Before anyone points it out, yes I did spot the disclaimer at the top so yes, I understand that this is an affiliated post and they’re basically just trying to earn money using a controversial headline to get people to buy audiobooks so that they’ll get the commission for the sale. I’m not completely uninitiated on how this sort of advertising works.
However, what got me was how easily the magazine could claim that certain books were better as audiobooks whilst missing the fact that audiobooks are completely different things. Unlike ebooks, which are simply books stored on electronic devices and which still require actual reading, using your eyes, audiobooks use a different sense, hearing.

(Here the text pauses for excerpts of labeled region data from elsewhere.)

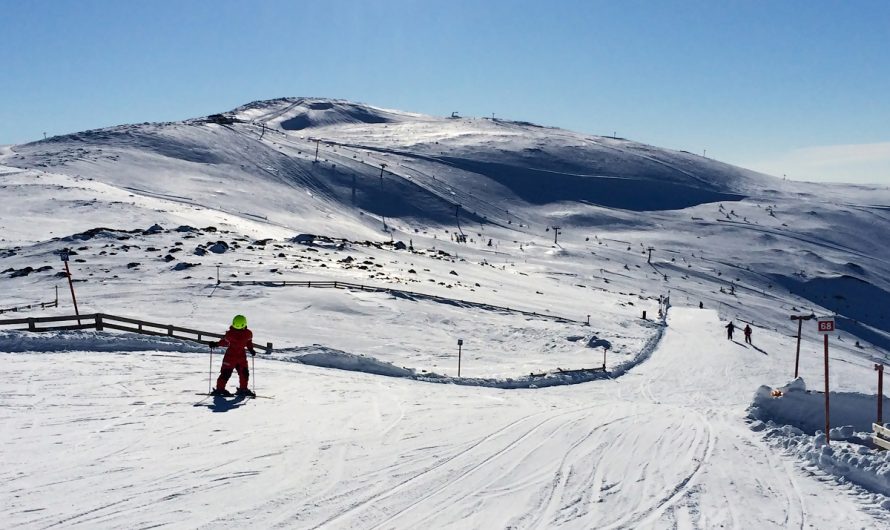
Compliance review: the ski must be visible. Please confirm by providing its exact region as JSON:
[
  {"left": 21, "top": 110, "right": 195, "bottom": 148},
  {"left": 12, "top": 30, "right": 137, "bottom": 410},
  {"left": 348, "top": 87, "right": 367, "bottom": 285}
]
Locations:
[{"left": 195, "top": 392, "right": 275, "bottom": 399}]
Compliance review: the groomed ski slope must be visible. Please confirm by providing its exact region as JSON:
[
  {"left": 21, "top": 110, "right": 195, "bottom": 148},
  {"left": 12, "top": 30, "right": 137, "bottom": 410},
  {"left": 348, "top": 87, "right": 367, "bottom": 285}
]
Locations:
[{"left": 0, "top": 308, "right": 890, "bottom": 529}]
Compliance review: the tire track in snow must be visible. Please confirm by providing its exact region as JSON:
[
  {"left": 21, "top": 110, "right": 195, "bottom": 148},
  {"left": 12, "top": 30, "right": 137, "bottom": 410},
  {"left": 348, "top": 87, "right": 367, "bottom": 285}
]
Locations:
[
  {"left": 312, "top": 406, "right": 595, "bottom": 529},
  {"left": 603, "top": 411, "right": 715, "bottom": 528}
]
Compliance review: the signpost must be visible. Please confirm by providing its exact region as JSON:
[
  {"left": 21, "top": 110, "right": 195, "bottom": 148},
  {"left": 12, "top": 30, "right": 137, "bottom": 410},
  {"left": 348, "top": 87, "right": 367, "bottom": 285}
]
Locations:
[
  {"left": 59, "top": 250, "right": 81, "bottom": 326},
  {"left": 816, "top": 317, "right": 834, "bottom": 443}
]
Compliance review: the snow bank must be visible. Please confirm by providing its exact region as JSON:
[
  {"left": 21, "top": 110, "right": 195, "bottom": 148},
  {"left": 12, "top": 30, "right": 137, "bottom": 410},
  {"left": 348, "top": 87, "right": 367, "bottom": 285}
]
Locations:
[
  {"left": 276, "top": 344, "right": 415, "bottom": 377},
  {"left": 748, "top": 378, "right": 890, "bottom": 504},
  {"left": 748, "top": 378, "right": 890, "bottom": 434},
  {"left": 0, "top": 330, "right": 207, "bottom": 353}
]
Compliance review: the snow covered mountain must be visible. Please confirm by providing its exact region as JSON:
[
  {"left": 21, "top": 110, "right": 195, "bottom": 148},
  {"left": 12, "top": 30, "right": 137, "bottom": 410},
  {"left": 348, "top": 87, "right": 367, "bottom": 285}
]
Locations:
[{"left": 0, "top": 98, "right": 890, "bottom": 528}]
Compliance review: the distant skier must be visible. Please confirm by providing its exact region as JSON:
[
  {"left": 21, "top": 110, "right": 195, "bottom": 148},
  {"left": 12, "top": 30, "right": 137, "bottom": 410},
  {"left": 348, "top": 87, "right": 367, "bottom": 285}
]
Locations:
[{"left": 210, "top": 315, "right": 256, "bottom": 397}]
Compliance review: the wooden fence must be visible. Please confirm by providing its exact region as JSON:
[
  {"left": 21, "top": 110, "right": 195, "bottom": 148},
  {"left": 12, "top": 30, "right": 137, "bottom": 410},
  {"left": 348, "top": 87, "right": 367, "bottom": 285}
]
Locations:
[
  {"left": 217, "top": 280, "right": 587, "bottom": 324},
  {"left": 0, "top": 313, "right": 272, "bottom": 353}
]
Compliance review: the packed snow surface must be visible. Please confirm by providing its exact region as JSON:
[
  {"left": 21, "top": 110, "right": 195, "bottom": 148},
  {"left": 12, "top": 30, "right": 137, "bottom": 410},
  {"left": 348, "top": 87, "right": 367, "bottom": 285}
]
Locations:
[{"left": 0, "top": 98, "right": 890, "bottom": 529}]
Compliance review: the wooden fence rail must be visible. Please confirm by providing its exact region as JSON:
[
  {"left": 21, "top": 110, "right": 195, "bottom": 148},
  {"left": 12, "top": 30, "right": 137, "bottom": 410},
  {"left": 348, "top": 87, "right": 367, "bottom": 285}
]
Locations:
[
  {"left": 217, "top": 280, "right": 585, "bottom": 324},
  {"left": 0, "top": 313, "right": 272, "bottom": 353}
]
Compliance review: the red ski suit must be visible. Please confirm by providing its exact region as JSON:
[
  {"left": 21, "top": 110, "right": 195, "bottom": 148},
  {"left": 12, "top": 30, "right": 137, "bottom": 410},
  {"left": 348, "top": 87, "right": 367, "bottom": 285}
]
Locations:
[{"left": 216, "top": 327, "right": 254, "bottom": 390}]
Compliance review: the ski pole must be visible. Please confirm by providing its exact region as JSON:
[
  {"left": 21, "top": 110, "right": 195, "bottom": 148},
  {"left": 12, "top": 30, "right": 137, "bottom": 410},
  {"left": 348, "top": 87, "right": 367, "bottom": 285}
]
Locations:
[{"left": 207, "top": 346, "right": 213, "bottom": 393}]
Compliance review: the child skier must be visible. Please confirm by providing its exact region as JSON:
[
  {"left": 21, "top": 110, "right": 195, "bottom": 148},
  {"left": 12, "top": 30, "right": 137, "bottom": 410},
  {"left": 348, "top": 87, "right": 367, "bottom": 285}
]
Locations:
[
  {"left": 210, "top": 315, "right": 256, "bottom": 397},
  {"left": 726, "top": 321, "right": 735, "bottom": 340}
]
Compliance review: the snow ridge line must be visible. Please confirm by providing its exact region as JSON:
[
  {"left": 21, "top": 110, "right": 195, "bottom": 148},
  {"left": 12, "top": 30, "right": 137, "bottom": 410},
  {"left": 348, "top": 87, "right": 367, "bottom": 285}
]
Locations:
[{"left": 0, "top": 310, "right": 667, "bottom": 389}]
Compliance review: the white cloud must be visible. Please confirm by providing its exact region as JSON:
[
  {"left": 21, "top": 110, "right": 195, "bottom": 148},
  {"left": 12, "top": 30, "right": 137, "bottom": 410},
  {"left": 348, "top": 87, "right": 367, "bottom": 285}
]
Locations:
[{"left": 746, "top": 142, "right": 890, "bottom": 185}]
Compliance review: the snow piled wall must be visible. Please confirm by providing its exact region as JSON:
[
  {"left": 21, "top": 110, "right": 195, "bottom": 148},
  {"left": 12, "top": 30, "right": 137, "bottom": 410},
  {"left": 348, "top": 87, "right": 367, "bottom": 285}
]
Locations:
[{"left": 748, "top": 378, "right": 890, "bottom": 510}]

As such, audiobooks are a completely different experience from reading an actual book. While they are enjoyable in most cases, there’s something to be said for reading an actual book. And whilst there are some books that some people might prefer to hear in audiobook form rather than reading themselves, they won’t get the same enjoyment out of them because audiobooks are completely different to real books.
Also, in reading books our imaginations are able to craft the voices, settings and general characterisations for us, whereas audiobooks use sounds and different voices or accents to lend atmosphere to the listening experience. As a result, less imagination is required, but people get less from the experience of listening to an audiobook, and often have a completely different view of the text than they would’ve done if they read it.
In conclusion, it’s my belief that saying a certain book is better as an audiobook is like saying that you shouldn’t read a specific novel and instead just watch the TV show. You can like one, you can like the other, but you can’t seriously tell me that they’re the same thing.
2 thoughts on “Audiobooks Aren’t Better Than Normal Books: They’re A Different Thing”
You’re right, they are two completely separate things. I think it’s a question of the voice being a good match for the book, then you can get something really special that complements the written version not replaces it. I particularly like Derek Jacobi reading M R James and Rufus Sewell reading Ian Fleming.